THE MAGAURAN
(MCGOVERN) DUANAIRE
The family of Magauran (Mac Samhradhain) were the chieftains of the
mountainous district of Teallach Eathach, now the barony of Tullyhaw
in the west of County Cavan.
From the early 13th century references to members of the family occur
in the various Irish annals.
A geneology of the family was compiled by Cu Coigriche 0 Cleirigh
about the year 1650.
The Magauran Duanaire is a vellum manuscript, belonging to the middle
of the fourteenth century, and contains a very full account of
the family and its possessions and of the manners and customs
of Teallach Eathach. (Teallach, anglicized as Tullyhaw, was the
name of the tribe of Magauran forebears.)
The manuscript, which contains fifty-four pages of Irish materials,
chiefly Bardic poetry, is one of the earliest books of family
poems in the Irish language now in existence.

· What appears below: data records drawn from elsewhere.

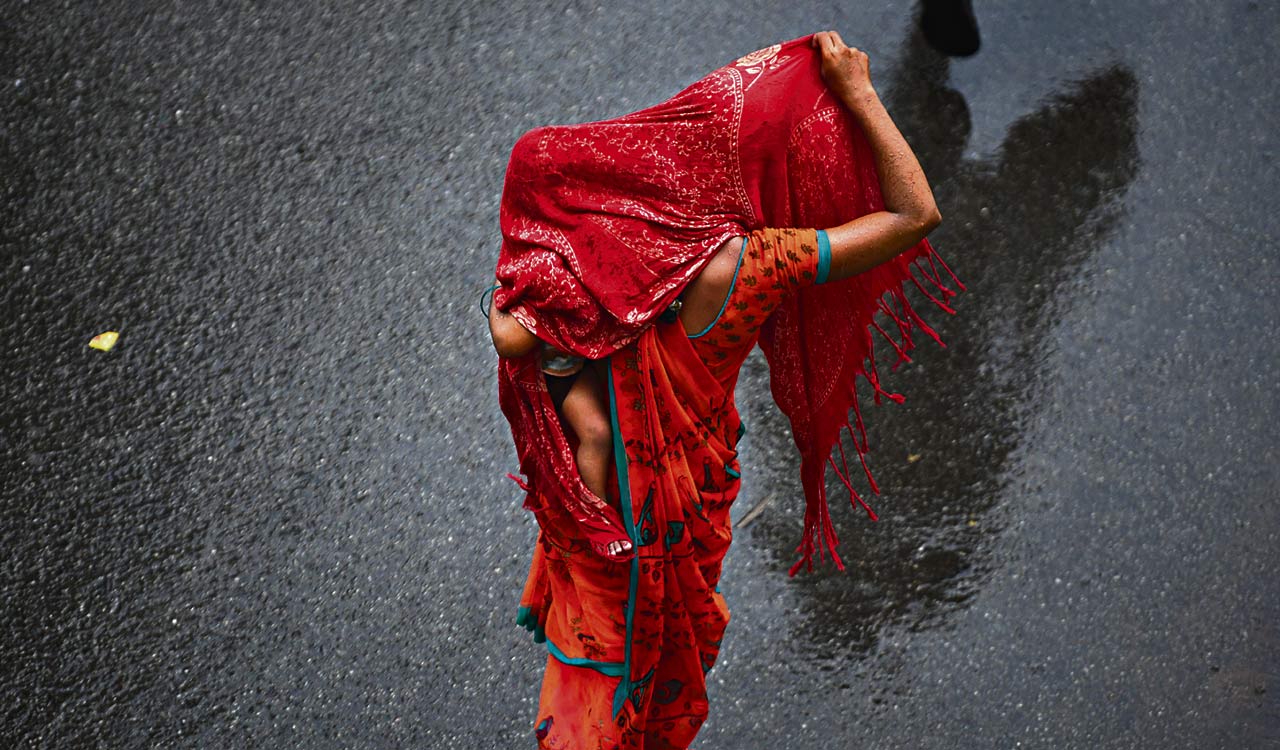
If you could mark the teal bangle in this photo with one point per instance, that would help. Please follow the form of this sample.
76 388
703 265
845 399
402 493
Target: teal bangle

The scribe who wrote it was one Ruaidhri 0 Cianan. . Rory O'Keenan
would be the modern form of his name.. who compiled the duanaire
for Thomas Magauran, chieftain of Teallach Eatach. This Thomas
Magauran died in 1343 which establishes the later limit for the
date of the manuscript.
The death of Rory O'Keenan is entered as 1387 in the Irish Annals.
The Four Masters refer to him as a learned historian and bard
of Oirghialla. The evidence suggests that the Duanaire was compiled
between the years 1339 and 1343.
The principal residence of the Magaurans was at Lissanover in the
parish of Templeport. Evidently the bardic tradition was there
well maintained and it is most probable that a Bardic School presided
over by Rory O'Keenan was then in existence.
Further evidence of this will be found later on. The Duanaire
may be accepted as positive evidence of the high
literary standards maintained in the schools of Teallach Eathach
in the 14th century.
The existing Duanaire is only a fragment of a larger manuscript.
It is much faded and in parts scarcely legible.
The description of it by the late Sir J. T. Gilbert is as follows:
"The
MS is in the Irish language, on Vellum, fifty-four pages folio,
in double columns, imperfect at beginning and end. The
penmanship is excellent but the Vellum is dark and defaced in
some places. From a note on the first page, we learn that this
book was transcribed by Adam O'Cianan for Thomas, son of Brian
Mac Samhradhain, apparently the chief of the territory of Teallach
Eachdhach, in the northwest of the present County Cavan, whose
death is chronicled by the Four Masters under the year 1343."